Assignment Guideline
This assignment consists of a series of questions that require individual answers. Carefully follow the instructions provided below to ensure successful completion:
• Read the instructions thoroughly before proceeding to answer the questions.
• Respond to each question separately and in the same order as they appear in this instruction.
• Number the questions clearly.
• The submission format should be a single “Markdown” file containing both your code and appropriate documentation for each response.
• Present each question in your Markdown file followed by the corresponding code for your answer (check the screenshot below).
• Enhance clarity by using proper documentation and comments in your code.
• Submit a single file that encompasses all the questions.
• QuehThe attached screenshot is a sample of a proper markdown file. Please ensure your submission adheres to the following format:
Answer the following Questions using the nycflights13 dataset that was used in “week 2” lecture note. This dataset encompasses details of over 330,000 flights departed from the primary New York airports—JFK, LGA, and EWR—to 105 distinct destinations during the year 2013. The dataset offers 19 different attributes about the flights which are briefly explained below.
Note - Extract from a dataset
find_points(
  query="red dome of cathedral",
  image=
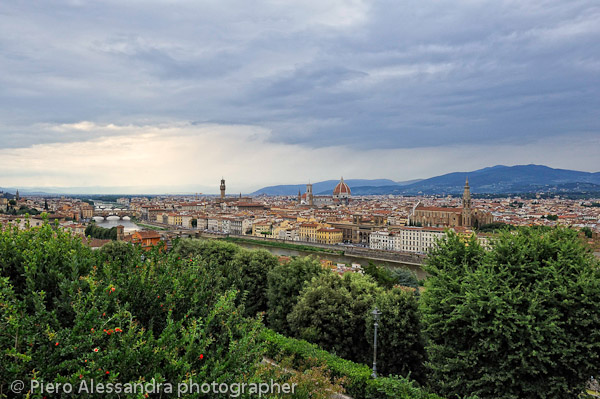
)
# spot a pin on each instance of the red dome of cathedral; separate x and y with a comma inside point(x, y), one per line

For more information, look up the dataset’s documentation.
• year, month, day: Date of Departure
• dep_time, arr_time: actual departure and arrival times. They are written in the format of HHMM. For example, 554 means 5:54 AM, and 1354 means 1:54 PM.
• sched_dep_time, sched_arr_time: scheduled departure and arrival times. They are written in the format of HHMM.
• dep_delay, arr_delay: departure and arrival delays, in minutes. Negative time means early departures/arrivals.
• carrier: Two letter carrier abbreviations. It represents the name of the airline.
• flight: Flight Number.
• talinum: plain tail number.
• origin, dest: Origin and destination of the flights. The origin is one of the three airports in New York. The destination can be any of the 105 listed airports in the dataset.
• air_time: amount of time spent in the air, in minutes.
• distance: distance between the destination and origin airports, in miles.
Questions
Question 1.1. Which 3 carriers have the highest average departure delay? (Calculate the average departure delay of all carriers and print the name of the top three along with their corresponding average delay value).
Question 1.2. What is the average departure delay of each of these three carriers in every month? (Calculate the average departure delay of the top three carriers (from Q1.1) per month. Store the results of each carrier in a separate vector. Create a new table by putting these three vectors side-by-side (use mutate) and print the table).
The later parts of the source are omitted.